In this case, Kennedy also said that it was relevant that the University of Texas was acting under the percentage plan — even if Fisher didn’t challenge that — and that the Texas Legislature imposed the percentage plan as a race-neutral way to promote some level of diversity. Justice Kennedy noted that without Fisher having challenged the plan, there wasn’t a legal record on the plan itself.
“That legislative response, in turn, circumscribed the university’s discretion in crafting its admissions policy,” Kennedy wrote. “These circumstances refute any criticism that the university did not make good-faith efforts to comply with the law.”
While Kennedy strongly defended the constitutionality of the Texas admissions policies, he also stressed the obligations of the university (and presumably other colleges) to constantly evaluate whether they need to consider race and ethnicity to achieve diversity. Colleges, he said, must gather data on various strategies to promote diversity.
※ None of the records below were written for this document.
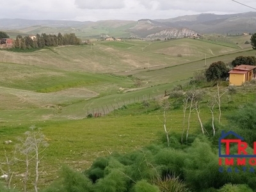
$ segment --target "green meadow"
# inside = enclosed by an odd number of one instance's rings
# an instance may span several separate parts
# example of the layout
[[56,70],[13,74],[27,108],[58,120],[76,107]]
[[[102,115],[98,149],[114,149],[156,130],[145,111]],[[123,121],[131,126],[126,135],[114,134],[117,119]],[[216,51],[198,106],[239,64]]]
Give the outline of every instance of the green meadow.
[[[12,156],[18,137],[32,125],[42,128],[49,144],[40,163],[42,186],[54,180],[63,164],[83,170],[97,157],[157,142],[164,132],[157,101],[164,92],[178,85],[189,88],[195,72],[213,62],[255,56],[250,45],[244,44],[250,38],[95,41],[28,52],[0,50],[0,148]],[[212,86],[204,90],[200,115],[207,123],[211,114],[207,104],[216,90]],[[232,98],[226,93],[221,123],[230,111],[254,102],[254,92],[251,86],[239,88]],[[102,116],[88,118],[95,113]],[[181,133],[182,115],[180,102],[171,100],[166,122],[170,132]],[[195,111],[190,126],[192,133],[200,131]],[[13,143],[4,144],[6,140]],[[4,158],[0,150],[1,162]],[[24,172],[20,164],[13,166],[15,173]],[[13,182],[20,186],[20,179],[17,173]]]

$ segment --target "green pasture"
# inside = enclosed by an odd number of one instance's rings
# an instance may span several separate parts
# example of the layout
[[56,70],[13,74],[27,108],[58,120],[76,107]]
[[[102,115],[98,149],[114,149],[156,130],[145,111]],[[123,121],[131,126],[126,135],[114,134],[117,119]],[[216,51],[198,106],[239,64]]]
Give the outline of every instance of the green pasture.
[[52,70],[13,63],[0,63],[0,70],[1,86],[41,93],[105,84],[129,86],[132,83],[131,79],[125,77]]
[[[226,89],[225,86],[221,87],[221,93]],[[246,103],[254,102],[256,99],[255,90],[255,86],[239,88],[232,99],[226,93],[221,97],[221,124],[226,124],[226,115]],[[216,93],[216,88],[207,88],[204,91],[205,94],[200,102],[200,115],[203,124],[205,124],[211,123],[211,118],[207,106],[207,100]],[[125,108],[116,109],[108,116],[96,118],[39,120],[29,120],[24,116],[23,119],[16,121],[14,119],[10,122],[0,121],[0,148],[4,148],[7,155],[12,156],[12,151],[19,143],[17,137],[22,136],[31,125],[41,127],[49,146],[44,152],[44,158],[40,164],[40,167],[44,168],[40,184],[40,186],[49,185],[54,180],[63,164],[81,171],[88,168],[97,157],[107,156],[115,151],[126,153],[157,142],[164,136],[163,111],[154,99],[148,101],[149,106],[147,109],[141,102],[136,102],[131,105],[127,104]],[[179,134],[182,131],[183,109],[182,103],[177,105],[175,99],[170,101],[171,106],[170,109],[166,112],[166,127],[172,136],[174,132]],[[173,108],[175,106],[175,108]],[[214,116],[216,120],[218,114],[216,106]],[[186,129],[187,124],[186,120]],[[195,111],[191,113],[190,126],[189,134],[200,131]],[[4,141],[9,140],[13,141],[12,144],[3,144]],[[2,161],[4,161],[3,152],[0,152]],[[16,173],[24,172],[23,168],[24,164],[21,163],[12,167]],[[15,174],[13,183],[21,186],[20,179],[19,174]]]

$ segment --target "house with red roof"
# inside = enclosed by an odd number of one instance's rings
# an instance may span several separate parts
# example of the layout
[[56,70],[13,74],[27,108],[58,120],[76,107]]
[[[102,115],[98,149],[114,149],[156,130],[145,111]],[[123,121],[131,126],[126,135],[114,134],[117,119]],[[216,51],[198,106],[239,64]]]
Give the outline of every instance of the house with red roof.
[[256,66],[237,65],[229,73],[229,84],[241,86],[255,78]]

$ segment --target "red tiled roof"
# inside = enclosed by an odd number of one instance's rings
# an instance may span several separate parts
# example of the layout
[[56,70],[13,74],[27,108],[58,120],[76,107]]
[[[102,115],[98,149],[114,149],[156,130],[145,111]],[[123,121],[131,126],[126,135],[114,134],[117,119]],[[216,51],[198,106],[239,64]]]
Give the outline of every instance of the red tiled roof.
[[228,72],[228,74],[245,74],[247,72],[247,70],[232,70]]
[[256,68],[256,66],[254,66],[254,65],[238,65],[238,66],[233,68],[233,69],[243,70],[252,70],[255,68]]

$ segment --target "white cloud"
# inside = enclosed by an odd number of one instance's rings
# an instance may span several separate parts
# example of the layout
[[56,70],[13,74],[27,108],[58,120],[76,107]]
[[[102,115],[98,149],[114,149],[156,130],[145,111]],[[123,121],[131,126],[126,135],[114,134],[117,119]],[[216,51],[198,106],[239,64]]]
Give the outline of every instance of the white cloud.
[[[256,8],[255,0],[237,0]],[[8,0],[0,18],[99,20],[168,19],[202,13],[255,11],[232,0]]]
[[81,9],[118,9],[125,6],[122,0],[76,0],[75,4]]

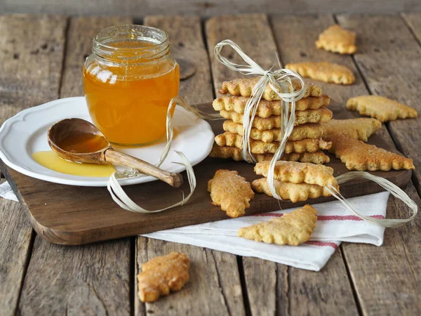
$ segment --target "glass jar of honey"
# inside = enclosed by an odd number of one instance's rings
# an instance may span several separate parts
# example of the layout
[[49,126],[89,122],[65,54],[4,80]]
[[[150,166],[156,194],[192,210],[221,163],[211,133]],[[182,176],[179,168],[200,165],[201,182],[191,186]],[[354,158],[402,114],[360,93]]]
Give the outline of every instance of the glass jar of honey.
[[93,124],[114,144],[150,144],[166,134],[179,67],[168,34],[143,25],[102,29],[83,65],[85,98]]

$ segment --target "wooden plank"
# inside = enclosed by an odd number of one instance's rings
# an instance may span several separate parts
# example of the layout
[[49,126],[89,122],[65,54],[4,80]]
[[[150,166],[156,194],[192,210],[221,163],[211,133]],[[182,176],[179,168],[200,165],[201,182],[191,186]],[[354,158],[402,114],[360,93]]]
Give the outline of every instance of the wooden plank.
[[[1,8],[2,4],[4,8]],[[323,13],[399,13],[420,11],[417,0],[7,0],[0,2],[1,12],[30,13],[60,13],[77,15],[116,15],[145,16],[145,15],[218,15],[261,12],[267,14],[314,14]]]
[[[420,80],[421,69],[417,60],[421,55],[421,50],[401,18],[340,15],[338,20],[341,25],[359,30],[359,53],[355,55],[355,60],[370,91],[406,103],[420,112],[421,107],[417,100],[420,93],[413,83]],[[373,29],[382,32],[374,34],[370,32]],[[394,82],[393,79],[398,81]],[[398,147],[414,159],[417,167],[420,160],[414,144],[420,139],[420,121],[418,118],[387,124]],[[415,175],[419,191],[420,172],[417,169]],[[420,199],[412,185],[408,185],[406,192],[420,205]],[[402,202],[390,198],[387,216],[405,218],[409,216],[409,213]],[[416,272],[420,268],[416,259],[421,255],[420,222],[417,218],[409,225],[387,230],[381,247],[344,245],[349,271],[365,313],[417,315],[420,312],[420,277]],[[375,282],[376,287],[373,287]]]
[[[401,17],[339,15],[338,19],[344,27],[359,30],[359,52],[354,58],[370,92],[407,104],[421,114],[417,86],[421,48]],[[373,29],[382,32],[375,36]],[[398,149],[413,159],[415,166],[421,166],[421,157],[413,145],[421,140],[421,115],[386,125]],[[421,194],[421,171],[417,168],[413,174]]]
[[[340,18],[340,22],[342,20]],[[322,17],[303,17],[290,18],[286,18],[283,19],[283,22],[286,25],[290,25],[290,29],[286,27],[282,27],[280,20],[272,20],[276,38],[281,51],[281,58],[283,62],[291,62],[302,61],[309,58],[312,60],[329,60],[334,62],[342,63],[350,67],[356,76],[356,84],[350,86],[341,86],[335,84],[324,84],[323,90],[328,91],[329,95],[334,96],[334,98],[340,100],[343,103],[352,96],[360,94],[368,94],[362,83],[361,76],[356,72],[355,66],[352,63],[352,58],[349,56],[342,56],[324,51],[318,50],[314,47],[314,41],[317,38],[317,35],[327,26],[334,23],[332,17],[323,15]],[[361,29],[361,21],[354,23],[352,25],[346,25],[351,29],[356,30]],[[370,25],[371,29],[381,29],[377,26]],[[291,37],[291,30],[299,30],[300,36],[294,35]],[[368,32],[368,27],[365,32]],[[379,32],[380,33],[380,32]],[[371,32],[371,34],[373,34]],[[373,36],[377,38],[379,34]],[[294,41],[296,39],[296,41]],[[355,55],[355,59],[358,60],[358,55],[364,51],[361,47],[361,42],[370,42],[375,40],[370,38],[359,39],[359,53]],[[295,44],[298,49],[295,49]],[[382,46],[380,45],[380,49],[382,49]],[[373,51],[372,53],[375,53]],[[376,55],[376,58],[377,56]],[[388,64],[389,65],[389,62]],[[360,69],[361,69],[360,67]],[[319,82],[318,82],[319,84]],[[355,116],[358,114],[353,113]],[[334,117],[336,113],[334,114]],[[387,144],[393,146],[392,138],[385,128],[377,132],[378,137],[383,139]],[[388,204],[387,214],[389,217],[396,216],[399,209],[397,206],[398,202],[394,198],[391,198]],[[411,224],[412,225],[412,224]],[[396,230],[392,230],[394,235]],[[387,237],[387,234],[386,235]],[[415,237],[417,238],[417,237]],[[414,244],[414,246],[415,244]],[[403,277],[404,274],[398,275],[394,272],[393,267],[398,265],[404,265],[409,267],[411,265],[416,265],[416,263],[410,261],[408,263],[408,259],[405,255],[406,245],[402,242],[400,238],[394,237],[393,239],[386,238],[385,245],[382,247],[374,247],[372,246],[362,246],[354,244],[344,244],[342,246],[343,253],[348,263],[348,268],[352,277],[352,282],[356,290],[359,303],[361,305],[363,311],[368,314],[399,314],[399,310],[395,308],[393,303],[391,303],[392,298],[395,293],[409,293],[413,294],[413,284]],[[396,249],[394,254],[391,255],[388,252],[389,248]],[[382,259],[388,256],[387,264]],[[391,259],[392,258],[393,259]],[[373,261],[375,262],[373,263]],[[375,266],[377,269],[371,269]],[[406,275],[408,275],[408,274]],[[376,284],[373,287],[373,284]],[[378,285],[377,285],[378,284]],[[410,289],[406,291],[406,287]],[[412,302],[410,296],[406,301],[408,304]],[[376,302],[373,303],[373,302]],[[403,305],[406,304],[404,301]]]
[[[65,25],[66,19],[57,16],[0,17],[0,122],[58,96]],[[4,315],[15,314],[31,256],[32,229],[27,216],[18,203],[0,201],[0,310]]]
[[[414,186],[406,192],[421,205]],[[390,197],[387,217],[408,218],[408,207]],[[383,245],[342,245],[363,315],[420,315],[421,218],[399,228],[387,229]]]
[[[337,104],[338,105],[338,104]],[[203,107],[201,107],[203,109]],[[209,110],[210,105],[204,108]],[[352,115],[342,107],[330,105],[335,109],[336,117]],[[345,117],[343,117],[345,115]],[[210,122],[215,134],[221,133],[222,122]],[[394,150],[377,135],[370,139],[370,143]],[[340,160],[330,155],[327,164],[335,169],[335,176],[348,172]],[[197,187],[189,204],[164,213],[140,214],[122,212],[114,204],[104,187],[86,187],[58,185],[41,181],[20,174],[14,171],[4,171],[6,178],[15,190],[19,190],[29,210],[32,223],[38,234],[51,242],[62,244],[82,244],[115,238],[146,234],[163,229],[174,228],[187,225],[199,224],[227,218],[225,213],[210,202],[207,191],[208,180],[220,169],[237,170],[249,180],[260,178],[253,166],[246,162],[232,159],[206,158],[195,166]],[[376,171],[377,176],[387,178],[397,185],[404,187],[410,180],[411,171]],[[168,185],[161,181],[151,182],[126,187],[126,192],[133,197],[135,202],[146,208],[159,208],[177,202],[180,199],[180,189],[168,190]],[[188,192],[188,183],[181,190]],[[341,185],[343,195],[351,197],[375,193],[382,189],[375,183],[368,180],[354,181]],[[145,199],[145,197],[147,197]],[[333,197],[320,197],[318,202],[331,201]],[[48,201],[47,204],[45,202]],[[80,203],[83,201],[83,203]],[[246,212],[247,215],[267,212],[279,209],[300,206],[308,202],[291,204],[289,201],[280,201],[265,195],[257,195],[253,203]]]
[[421,42],[421,13],[403,13],[402,18],[418,42]]
[[[199,18],[149,16],[146,25],[166,30],[176,59],[193,63],[196,72],[180,82],[180,95],[189,103],[202,103],[213,98],[209,62]],[[142,303],[136,294],[135,315],[244,315],[244,306],[236,258],[227,253],[189,245],[138,237],[136,273],[140,265],[156,256],[175,251],[191,260],[190,281],[180,292],[153,304]],[[137,280],[135,280],[137,284]]]
[[60,98],[83,95],[82,67],[92,53],[92,39],[99,30],[112,25],[131,24],[129,18],[75,17],[70,20],[67,54],[62,77]]
[[18,202],[0,201],[0,310],[15,314],[22,282],[31,256],[32,228]]
[[[289,29],[289,32],[294,32],[294,29]],[[206,33],[210,53],[213,53],[212,49],[218,41],[230,39],[264,69],[277,64],[276,45],[265,15],[214,18],[207,22]],[[224,55],[229,56],[234,62],[240,62],[236,54],[232,57],[229,54],[229,52],[225,52]],[[239,77],[237,73],[231,72],[214,58],[211,61],[215,91],[223,80]],[[336,312],[355,315],[357,312],[345,267],[339,253],[335,254],[328,266],[319,272],[317,278],[314,277],[314,272],[254,258],[243,258],[243,264],[252,315],[288,315],[293,312],[298,315]],[[332,282],[332,279],[336,281]]]
[[[83,93],[81,66],[93,36],[123,18],[74,18],[69,26],[62,95]],[[22,315],[131,313],[130,239],[67,247],[35,238],[19,304]]]
[[[42,32],[40,32],[42,29]],[[58,96],[65,19],[25,15],[0,17],[0,123]]]

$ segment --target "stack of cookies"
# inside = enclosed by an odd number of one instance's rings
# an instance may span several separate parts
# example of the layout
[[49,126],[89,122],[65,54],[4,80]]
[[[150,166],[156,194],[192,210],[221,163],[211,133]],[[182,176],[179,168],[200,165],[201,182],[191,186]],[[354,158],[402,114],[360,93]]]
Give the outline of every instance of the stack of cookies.
[[[227,119],[224,133],[215,138],[211,157],[242,160],[243,118],[251,91],[259,78],[237,79],[225,81],[220,90],[224,96],[213,101],[213,108]],[[301,88],[298,80],[293,80],[294,90]],[[321,88],[314,84],[306,84],[304,97],[295,103],[295,121],[293,132],[286,143],[282,160],[325,164],[328,156],[321,150],[328,150],[331,143],[322,139],[323,126],[332,118],[326,108],[330,101],[322,94]],[[252,154],[258,162],[272,159],[279,147],[281,137],[281,101],[269,86],[266,87],[259,102],[250,135]]]
[[[255,192],[272,195],[267,184],[270,162],[256,164],[255,172],[265,178],[255,180],[251,187]],[[329,197],[330,193],[326,189],[331,185],[339,190],[339,186],[333,176],[333,169],[321,164],[306,164],[295,162],[276,162],[274,171],[274,189],[282,199],[292,202]]]

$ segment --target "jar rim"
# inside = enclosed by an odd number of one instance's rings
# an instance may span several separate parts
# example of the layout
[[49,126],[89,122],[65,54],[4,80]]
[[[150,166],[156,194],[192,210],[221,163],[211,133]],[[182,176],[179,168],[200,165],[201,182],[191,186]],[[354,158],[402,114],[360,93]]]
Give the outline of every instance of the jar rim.
[[[150,46],[116,46],[111,45],[118,41],[149,41]],[[112,56],[121,60],[156,59],[169,52],[168,34],[163,30],[140,25],[114,25],[105,27],[93,38],[92,51],[97,55],[107,59]]]

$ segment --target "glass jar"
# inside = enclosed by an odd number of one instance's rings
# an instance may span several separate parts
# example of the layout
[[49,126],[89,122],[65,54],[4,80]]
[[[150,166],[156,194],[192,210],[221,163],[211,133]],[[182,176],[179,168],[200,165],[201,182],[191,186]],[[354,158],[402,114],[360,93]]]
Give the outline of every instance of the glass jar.
[[163,137],[168,103],[180,85],[168,34],[143,25],[110,27],[95,37],[92,53],[83,84],[93,124],[119,145]]

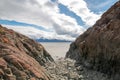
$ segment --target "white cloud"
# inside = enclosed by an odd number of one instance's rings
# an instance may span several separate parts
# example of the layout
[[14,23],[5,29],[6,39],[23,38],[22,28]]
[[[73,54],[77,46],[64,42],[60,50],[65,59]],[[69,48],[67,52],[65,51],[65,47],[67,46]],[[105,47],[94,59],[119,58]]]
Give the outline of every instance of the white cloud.
[[59,3],[66,5],[71,11],[80,16],[88,26],[92,26],[101,14],[91,12],[84,0],[59,0]]
[[[61,37],[64,35],[64,37],[71,38],[72,40],[85,31],[82,26],[77,24],[74,18],[60,14],[58,4],[50,0],[1,0],[0,11],[1,19],[43,26],[53,31],[55,35]],[[12,28],[14,29],[15,27]],[[31,35],[31,33],[28,33],[29,31],[25,33],[26,30],[21,31],[21,33]],[[37,36],[35,31],[34,34]],[[58,38],[58,36],[56,37]]]

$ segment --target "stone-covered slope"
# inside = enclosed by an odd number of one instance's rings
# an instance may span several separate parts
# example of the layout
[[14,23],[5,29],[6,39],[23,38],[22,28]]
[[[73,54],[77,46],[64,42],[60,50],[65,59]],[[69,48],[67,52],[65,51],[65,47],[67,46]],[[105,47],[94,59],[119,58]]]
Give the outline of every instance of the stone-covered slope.
[[41,44],[0,25],[1,80],[49,80],[48,61],[53,59]]
[[120,2],[71,44],[66,57],[87,68],[120,75]]

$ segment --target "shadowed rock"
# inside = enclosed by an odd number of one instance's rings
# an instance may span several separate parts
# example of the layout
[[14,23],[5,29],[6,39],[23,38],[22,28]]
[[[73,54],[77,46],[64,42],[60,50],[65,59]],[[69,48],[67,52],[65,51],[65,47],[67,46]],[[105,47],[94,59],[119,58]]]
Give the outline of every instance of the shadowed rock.
[[120,79],[120,2],[71,44],[66,57]]
[[0,25],[0,79],[49,80],[42,67],[49,61],[41,44]]

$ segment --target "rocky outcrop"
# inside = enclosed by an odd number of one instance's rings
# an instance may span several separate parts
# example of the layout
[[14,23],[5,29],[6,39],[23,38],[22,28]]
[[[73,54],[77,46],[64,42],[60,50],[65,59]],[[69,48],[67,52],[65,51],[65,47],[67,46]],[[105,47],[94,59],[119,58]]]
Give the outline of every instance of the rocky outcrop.
[[120,79],[120,2],[70,45],[66,57]]
[[49,80],[49,61],[41,44],[0,25],[0,80]]

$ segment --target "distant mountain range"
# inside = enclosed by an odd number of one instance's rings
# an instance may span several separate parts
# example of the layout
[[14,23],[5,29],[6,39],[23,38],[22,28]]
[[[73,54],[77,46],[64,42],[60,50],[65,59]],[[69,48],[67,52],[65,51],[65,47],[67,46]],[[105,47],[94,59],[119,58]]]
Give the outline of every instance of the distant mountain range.
[[37,42],[71,42],[67,40],[58,40],[58,39],[36,39]]

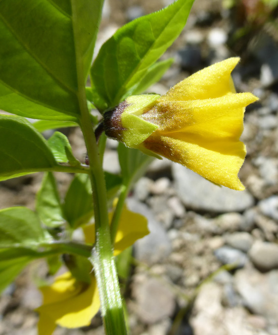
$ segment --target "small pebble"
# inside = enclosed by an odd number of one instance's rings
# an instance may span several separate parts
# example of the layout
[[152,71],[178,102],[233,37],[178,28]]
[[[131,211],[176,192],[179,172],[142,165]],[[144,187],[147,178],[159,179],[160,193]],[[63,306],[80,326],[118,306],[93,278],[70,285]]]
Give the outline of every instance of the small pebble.
[[261,271],[278,268],[278,245],[275,243],[256,241],[249,255],[254,265]]
[[222,247],[214,251],[217,259],[223,264],[234,264],[235,268],[244,266],[247,261],[247,256],[240,250],[230,247]]

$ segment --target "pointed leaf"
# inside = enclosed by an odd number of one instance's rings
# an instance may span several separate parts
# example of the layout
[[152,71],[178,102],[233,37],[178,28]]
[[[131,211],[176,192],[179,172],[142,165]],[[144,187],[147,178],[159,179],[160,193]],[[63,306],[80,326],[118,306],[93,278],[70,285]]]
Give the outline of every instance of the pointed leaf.
[[94,213],[89,176],[77,175],[68,189],[64,204],[65,217],[73,228],[85,222]]
[[74,166],[80,165],[80,163],[73,156],[71,147],[68,138],[59,131],[55,131],[48,140],[55,159],[59,163],[69,162]]
[[173,64],[173,58],[169,58],[166,61],[157,62],[149,68],[148,72],[138,82],[132,94],[137,94],[143,93],[150,86],[159,81],[164,73]]
[[0,210],[0,248],[37,246],[49,242],[38,218],[26,207],[10,207]]
[[[2,251],[0,251],[0,259],[2,260]],[[0,293],[15,279],[32,258],[20,257],[0,261]]]
[[37,195],[36,210],[40,220],[48,227],[59,226],[65,221],[56,181],[51,172],[44,175]]
[[[102,46],[90,72],[98,108],[116,106],[132,93],[149,67],[180,33],[193,2],[177,0],[163,10],[134,20]],[[98,106],[101,100],[106,106]]]
[[85,83],[103,3],[0,1],[0,109],[36,119],[76,120],[77,77]]
[[67,121],[51,121],[48,120],[40,120],[33,123],[33,126],[39,132],[42,132],[49,129],[57,129],[60,128],[68,127],[76,127],[78,125],[74,122]]
[[24,118],[0,115],[0,180],[56,166],[44,137]]

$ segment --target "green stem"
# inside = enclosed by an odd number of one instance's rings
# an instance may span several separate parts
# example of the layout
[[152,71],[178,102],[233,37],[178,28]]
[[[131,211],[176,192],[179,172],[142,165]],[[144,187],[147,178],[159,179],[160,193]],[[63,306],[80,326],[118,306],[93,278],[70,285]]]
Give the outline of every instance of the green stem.
[[105,134],[103,132],[103,133],[101,135],[100,139],[99,140],[99,151],[100,153],[100,158],[102,165],[103,163],[103,156],[104,155],[104,152],[106,147],[107,139],[107,137],[106,137],[106,135],[105,135]]
[[122,214],[125,198],[127,196],[129,189],[129,187],[124,184],[122,185],[121,187],[119,200],[115,209],[110,225],[110,233],[111,235],[111,241],[113,244],[115,242],[115,238],[117,234],[117,231],[118,230],[118,226],[119,226],[121,214]]
[[127,333],[119,281],[112,251],[104,172],[88,110],[85,90],[82,50],[77,27],[77,0],[71,0],[78,80],[79,122],[90,162],[89,176],[95,208],[96,244],[90,259],[94,268],[101,308],[107,335]]

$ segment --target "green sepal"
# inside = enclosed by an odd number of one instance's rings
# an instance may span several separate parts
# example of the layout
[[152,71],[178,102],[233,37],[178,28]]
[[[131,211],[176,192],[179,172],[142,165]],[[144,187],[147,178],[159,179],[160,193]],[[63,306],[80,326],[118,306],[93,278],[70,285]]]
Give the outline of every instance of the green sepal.
[[158,126],[140,117],[140,115],[153,107],[159,98],[158,94],[141,94],[129,97],[127,106],[122,114],[123,127],[122,140],[129,148],[135,148],[151,135]]

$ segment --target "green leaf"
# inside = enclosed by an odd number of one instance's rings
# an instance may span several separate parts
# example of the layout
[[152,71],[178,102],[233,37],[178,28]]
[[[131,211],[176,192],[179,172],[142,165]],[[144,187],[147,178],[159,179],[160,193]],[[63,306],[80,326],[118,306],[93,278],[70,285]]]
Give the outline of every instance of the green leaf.
[[0,210],[0,248],[36,246],[49,242],[38,218],[26,207],[10,207]]
[[51,275],[54,275],[63,265],[59,255],[54,255],[47,258],[48,272]]
[[119,162],[123,183],[131,186],[145,173],[153,157],[143,154],[137,149],[127,148],[121,142],[118,146]]
[[103,3],[0,1],[0,109],[36,119],[76,120],[77,77],[82,75],[85,84]]
[[166,61],[157,62],[149,68],[144,77],[138,82],[132,94],[137,94],[145,92],[150,86],[159,81],[164,73],[169,69],[174,61],[173,58]]
[[44,137],[24,118],[0,115],[0,180],[57,166]]
[[0,293],[14,279],[26,265],[32,260],[32,258],[20,257],[14,259],[2,260],[2,254],[0,251]]
[[[177,0],[162,11],[134,20],[104,43],[90,72],[93,101],[98,108],[116,106],[132,94],[150,66],[180,33],[193,2]],[[106,106],[101,105],[101,100]]]
[[87,222],[94,213],[89,176],[77,174],[73,178],[65,197],[64,213],[74,228]]
[[33,126],[39,132],[42,132],[49,129],[56,129],[68,127],[76,127],[78,125],[74,122],[67,121],[50,121],[40,120],[33,123]]
[[48,140],[53,156],[59,163],[67,163],[71,165],[80,166],[80,163],[73,156],[68,137],[59,131],[55,131]]
[[65,222],[56,181],[51,172],[44,174],[37,194],[36,210],[41,221],[48,227],[57,227]]
[[92,266],[87,258],[76,255],[65,255],[64,261],[72,275],[77,280],[88,283],[91,282]]

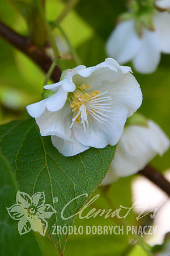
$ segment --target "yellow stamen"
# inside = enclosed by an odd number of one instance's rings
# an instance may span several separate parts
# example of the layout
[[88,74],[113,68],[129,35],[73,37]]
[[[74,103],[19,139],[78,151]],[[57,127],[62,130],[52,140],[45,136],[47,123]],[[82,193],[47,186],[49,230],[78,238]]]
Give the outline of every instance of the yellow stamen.
[[86,89],[86,86],[84,84],[80,86],[80,90],[84,90]]
[[87,89],[88,89],[90,90],[91,88],[91,85],[90,84],[87,84],[86,85],[86,88]]
[[[82,88],[84,88],[84,85],[82,85]],[[87,85],[86,85],[87,86]],[[80,87],[80,89],[81,89]],[[84,97],[83,97],[82,95],[80,95],[78,93],[76,93],[75,94],[75,97],[76,98],[75,101],[73,101],[71,104],[70,105],[70,107],[72,108],[72,111],[73,112],[75,112],[76,113],[74,114],[74,117],[76,117],[76,115],[79,112],[80,108],[82,106],[82,105],[83,103],[85,103],[87,100],[90,100],[90,99],[95,96],[96,96],[97,94],[99,94],[101,93],[101,92],[99,92],[98,90],[95,90],[94,92],[92,92],[91,94],[90,94],[88,93],[84,93]],[[96,97],[96,98],[98,98],[98,97]],[[94,111],[95,112],[95,111]],[[88,114],[88,112],[87,111],[87,115]],[[79,123],[80,122],[80,114],[77,117],[76,122]]]

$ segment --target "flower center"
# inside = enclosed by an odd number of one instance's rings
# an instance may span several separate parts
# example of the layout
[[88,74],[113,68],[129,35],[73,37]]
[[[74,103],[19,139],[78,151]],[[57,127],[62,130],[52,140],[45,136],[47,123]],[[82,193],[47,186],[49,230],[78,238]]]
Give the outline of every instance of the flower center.
[[31,206],[28,208],[28,212],[29,214],[35,215],[37,212],[37,208],[34,206]]
[[75,112],[74,118],[70,128],[72,128],[74,122],[80,123],[83,125],[86,133],[86,124],[88,126],[88,115],[93,117],[96,121],[101,123],[106,121],[104,117],[109,117],[104,114],[105,112],[110,112],[112,103],[112,98],[109,96],[101,97],[106,94],[108,91],[101,93],[100,91],[95,90],[91,94],[87,91],[90,89],[90,85],[82,85],[80,90],[76,90],[73,98],[74,99],[70,105],[72,111]]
“As the university examines this data, it should remain mindful that diversity takes many forms. Formalistic racial classifications may sometimes fail to capture diversity in all of its dimensions and, when used in a divisive manner, could undermine the educational benefits the university values,” the decision says. “Through regular evaluation of data and consideration of student experience, the university must tailor its approach in light of changing circumstances, ensuring that race plays no greater role than is necessary to meet its compelling interest.”
The Influence of Race
In his dissent, Justice Alito argued that in fact the university is doing what Kennedy would bar: making race the key factor in admissions.
“Although UT claims that race is but a ‘factor of a factor of a factor of a factor,’ UT acknowledges that ‘race is the only one of [its] holistic factors that appears on the cover of every application,'” Alito wrote, quoting from depositions. “Consideration of race therefore pervades every aspect of UT’s admissions process.”
Further, Alito questions why Latino applicants receive more of an edge in admissions than do Asian-American applicants, who also add to diversity. And he adds that the university’s argument that it needs a “critical mass” of minority students is too vague to be a justification.
Alito argues that the majority is ignoring the earlier Fisher decision in not sufficiently questioning the university’s arguments.
“The majority’s uncritical deference to UT’s self-serving claims blatantly contradicts our decision in the prior iteration of this very case, in which we faulted the Fifth Circuit for improperly ‘deferring to the university’s good faith in its use of racial classifications,'” Alito writes. “As we emphasized just three years ago, our precedent ‘ma[kes] clear that it is for the courts, not for university administrators, to ensure that’ an admissions process is narrowly tailored.”
It is possible that there will be further challenges to colleges’ consideration of race. Parts of the decision do rest on unique factors at the University of Texas. But many critics and supporters of affirmative action expected this to be the case that might change things dramatically. For now, a legal battle that started in 2008 appears to be over.